The second half is about making AI more disciplined — an engineering process competition. The question isn't "What can AI write?" but "How should AI write it?"
Both matter. But a superpowered AI without engineering constraints is like a supercar without brakes — the more capable it gets, the harder it crashes.
The Real Variable: Humans Redefining Their Role
The true driving force behind this wave of tools isn't AI getting smarter. It's human engineers redefining what they should be doing.

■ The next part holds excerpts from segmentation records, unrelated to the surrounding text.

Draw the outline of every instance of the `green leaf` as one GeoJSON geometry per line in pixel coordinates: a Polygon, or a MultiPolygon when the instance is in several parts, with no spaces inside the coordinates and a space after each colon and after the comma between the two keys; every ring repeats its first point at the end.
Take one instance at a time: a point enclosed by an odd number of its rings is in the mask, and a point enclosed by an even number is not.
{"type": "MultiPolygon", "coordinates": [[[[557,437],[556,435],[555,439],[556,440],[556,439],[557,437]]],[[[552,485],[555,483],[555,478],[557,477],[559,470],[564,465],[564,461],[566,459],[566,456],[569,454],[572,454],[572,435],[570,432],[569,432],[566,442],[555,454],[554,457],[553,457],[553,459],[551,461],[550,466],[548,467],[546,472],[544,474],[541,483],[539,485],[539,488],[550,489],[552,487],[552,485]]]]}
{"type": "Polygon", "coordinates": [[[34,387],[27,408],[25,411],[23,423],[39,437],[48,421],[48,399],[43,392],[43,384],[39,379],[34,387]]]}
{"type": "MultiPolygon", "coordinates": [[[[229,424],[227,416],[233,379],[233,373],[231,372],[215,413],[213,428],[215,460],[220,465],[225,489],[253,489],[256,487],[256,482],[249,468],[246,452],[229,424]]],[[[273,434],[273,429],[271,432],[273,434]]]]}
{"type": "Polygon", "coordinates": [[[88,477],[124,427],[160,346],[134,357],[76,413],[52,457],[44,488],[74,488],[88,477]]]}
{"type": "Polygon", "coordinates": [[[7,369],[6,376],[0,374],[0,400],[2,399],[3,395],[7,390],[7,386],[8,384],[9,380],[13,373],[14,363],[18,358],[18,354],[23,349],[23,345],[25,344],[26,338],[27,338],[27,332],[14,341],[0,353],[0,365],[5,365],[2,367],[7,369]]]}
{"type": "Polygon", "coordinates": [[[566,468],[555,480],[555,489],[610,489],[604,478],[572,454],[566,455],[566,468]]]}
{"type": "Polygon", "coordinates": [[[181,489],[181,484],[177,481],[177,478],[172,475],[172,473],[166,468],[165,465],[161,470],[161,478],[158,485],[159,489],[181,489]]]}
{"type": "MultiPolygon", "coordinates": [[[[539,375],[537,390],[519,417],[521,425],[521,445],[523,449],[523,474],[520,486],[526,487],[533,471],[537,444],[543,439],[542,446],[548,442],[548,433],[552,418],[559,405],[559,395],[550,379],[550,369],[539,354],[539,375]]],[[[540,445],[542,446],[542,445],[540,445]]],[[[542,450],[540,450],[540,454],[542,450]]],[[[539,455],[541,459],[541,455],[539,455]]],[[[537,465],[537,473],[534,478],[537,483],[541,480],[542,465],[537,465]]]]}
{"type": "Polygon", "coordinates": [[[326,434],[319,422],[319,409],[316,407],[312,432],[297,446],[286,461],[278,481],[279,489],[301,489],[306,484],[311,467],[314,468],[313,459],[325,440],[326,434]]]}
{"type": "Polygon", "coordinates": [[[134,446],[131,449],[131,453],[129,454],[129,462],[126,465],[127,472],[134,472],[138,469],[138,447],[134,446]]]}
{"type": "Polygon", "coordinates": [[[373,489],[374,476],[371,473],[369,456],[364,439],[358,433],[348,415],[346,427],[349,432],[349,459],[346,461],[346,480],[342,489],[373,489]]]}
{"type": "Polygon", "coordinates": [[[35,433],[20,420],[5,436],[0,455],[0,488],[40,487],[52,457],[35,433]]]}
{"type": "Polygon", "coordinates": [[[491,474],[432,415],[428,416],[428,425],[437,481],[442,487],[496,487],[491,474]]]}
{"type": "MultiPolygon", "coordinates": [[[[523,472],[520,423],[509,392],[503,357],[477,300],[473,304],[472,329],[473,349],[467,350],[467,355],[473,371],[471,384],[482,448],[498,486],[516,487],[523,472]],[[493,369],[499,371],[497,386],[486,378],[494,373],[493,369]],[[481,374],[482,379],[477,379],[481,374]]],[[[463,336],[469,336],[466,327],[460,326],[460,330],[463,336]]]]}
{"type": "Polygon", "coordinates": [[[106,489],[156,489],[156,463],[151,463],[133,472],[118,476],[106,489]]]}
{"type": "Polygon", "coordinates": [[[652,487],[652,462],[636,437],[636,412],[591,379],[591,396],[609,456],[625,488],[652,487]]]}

Hand repetitive coding execution to AI. Keep the genuinely valuable engineering judgment and discipline for yourself.
Superpowers' seven-stage workflow isn't really about teaching AI how to write code. It's about teaching humans how to delegate to AI. Stages one and seven keep the steering wheel firmly in human hands: AI must clarify intent before acting, and the human decides how to merge. The middle five stages are AI's automated execution domain — but each one is clamped down tight by the skill system.
Closing Thoughts
210,000 stars don't lie. Developers are voting with their feet, and the message is clear: we don't need smarter AI. We need more reliable AI.
If you're still riding the Vibe Coding high — one prompt, instant code — this might be a good time to pause and think. AI writes fast. That doesn't mean it writes well.
And projects like Superpowers are proving something important: turning good engineering practices into AI's default behavior is more valuable than waiting for the next model release. That kind of superpower is far more practical than any flashy code generation demo.